Architecture
April 14, 2026 · View on GitHub
Concise notes for integrators and maintainers. For API usage, see USAGE.md.
Engines
The library exposes four TTS engines behind a unified Speech façade:
| Engine | Kind | Sample rate | Sessions | Notes |
|---|---|---|---|---|
OS_NATIVE | Platform TTS (AVSpeechSynthesizer / Android TTS) | device-default | — | always available |
KOKORO | Neural, ONNX | 24 kHz | 1 | multi-language via dict; BPE tokenizer |
SUPERTONIC | Neural, ONNX (4 models) | 44.1 kHz | 4 | ultra-fast; byte tokens |
KITTEN | Neural, ONNX | 24 kHz | 1 | StyleTTS 2; IPA tokens |
All neural engines implement TTSEngineInterface<TConfig>. Config is per-engine (KokoroConfig, SupertonicConfig, KittenConfig).
Threading model
- JS bridge:
Speech.*entry points areasyncand return Promises. Engine instances and the audio player live in JS. - ONNX inference:
session.run(feeds)is awaited on the JS thread.onnxruntime-react-nativedispatches the actual math to a native thread; tensor marshaling on return happens on the JS thread. For streaming use-cases, avoid chunking finer than ~100 ms on low-end Android, where marshaling dominates. - Audio playback: handled in native code. iOS uses
AVAudioEngine+AVAudioPlayerNode; Android uses the neural audio player inRNSpeechModule. Audio callbacks (onStart,onProgress, etc.) cross back into JS via the Turbo Module event emitter. - Audio focus / interruption: subscribed in native code on both platforms. An
onAudioInterruptionJS event surfaces focus transitions so the app can react (for example, update UI state). - Native dict (
cpp/native_dict.*): mmap-backed,MAP_PRIVATE | PROT_READ. Lookups run on whichever thread called the Turbo Module — typically JS. Single-instance global per platform; swapping dicts replaces the singleton atomically under a mutex.
Lifecycle
initialize(config) → isReady() → synthesize(...) → [release() | destroy()]

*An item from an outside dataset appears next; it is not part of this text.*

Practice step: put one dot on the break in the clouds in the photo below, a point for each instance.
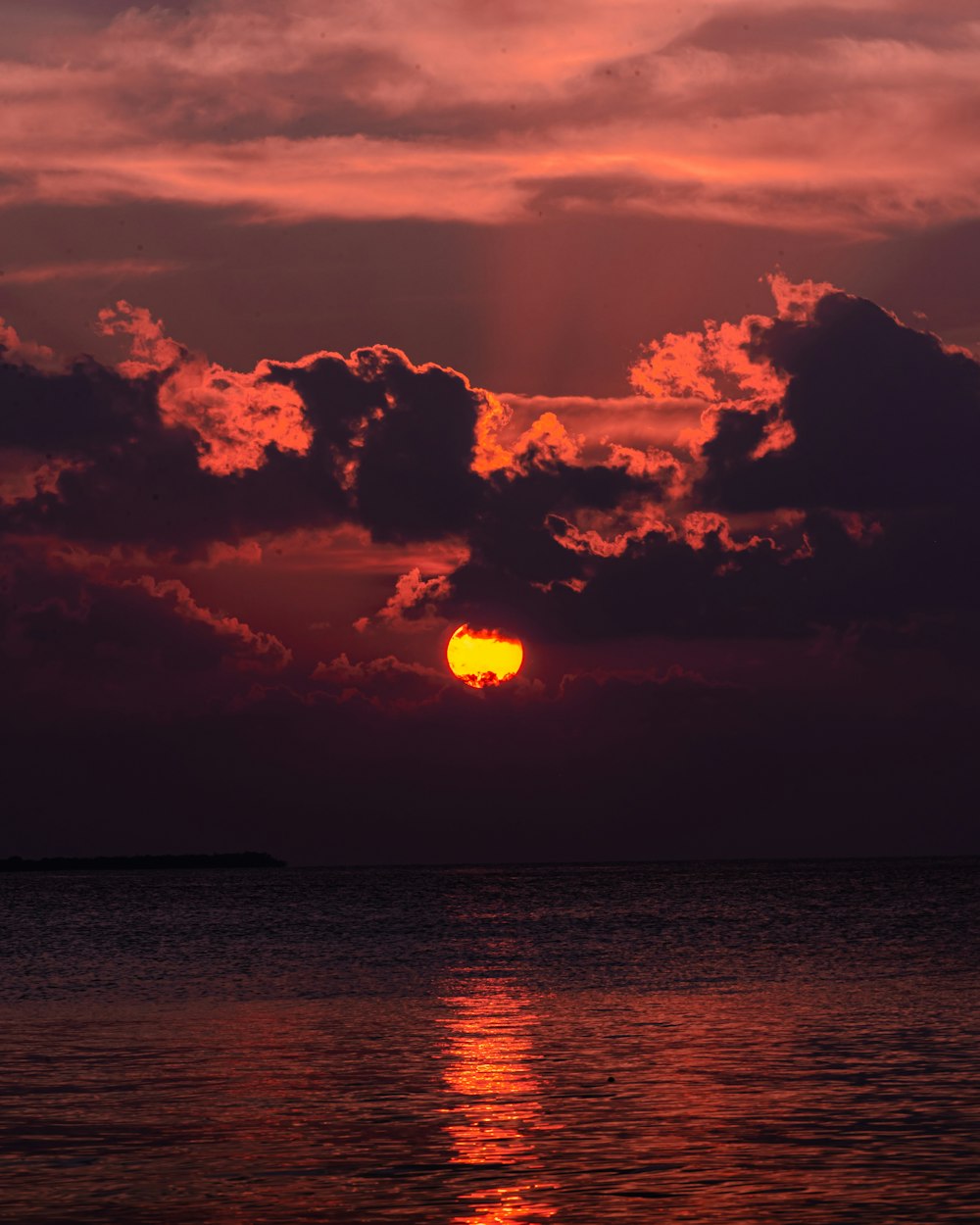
(750, 583)
(844, 119)
(772, 476)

initialize()loads model files, builds tokenizer, attaches phonemizer, and opens ONNX sessions. Cold-start is logged asengine_init_ms=...at info level. Re-init is idempotent: if already initialized, the call is a no-op.release()releases ONNX sessions (and any native buffers) but keeps the engine instance reusable — callinitialize()again to reuse.destroy()tears down the engine permanently.
Memory
Neural TTS is memory-heavy. Rough steady-state per engine (excluding OS TTS):
| Engine | Typical RSS during synthesis |
|---|---|
| Kokoro | 150–250 MB |
| Supertonic | 150–250 MB (4 models, but small) |
| Kitten | 80–150 MB |
Minimum device recommendation: 3 GB RAM phone. On 2 GB devices (iPhone SE) one neural engine at a time and prompt release() between usages are mandatory.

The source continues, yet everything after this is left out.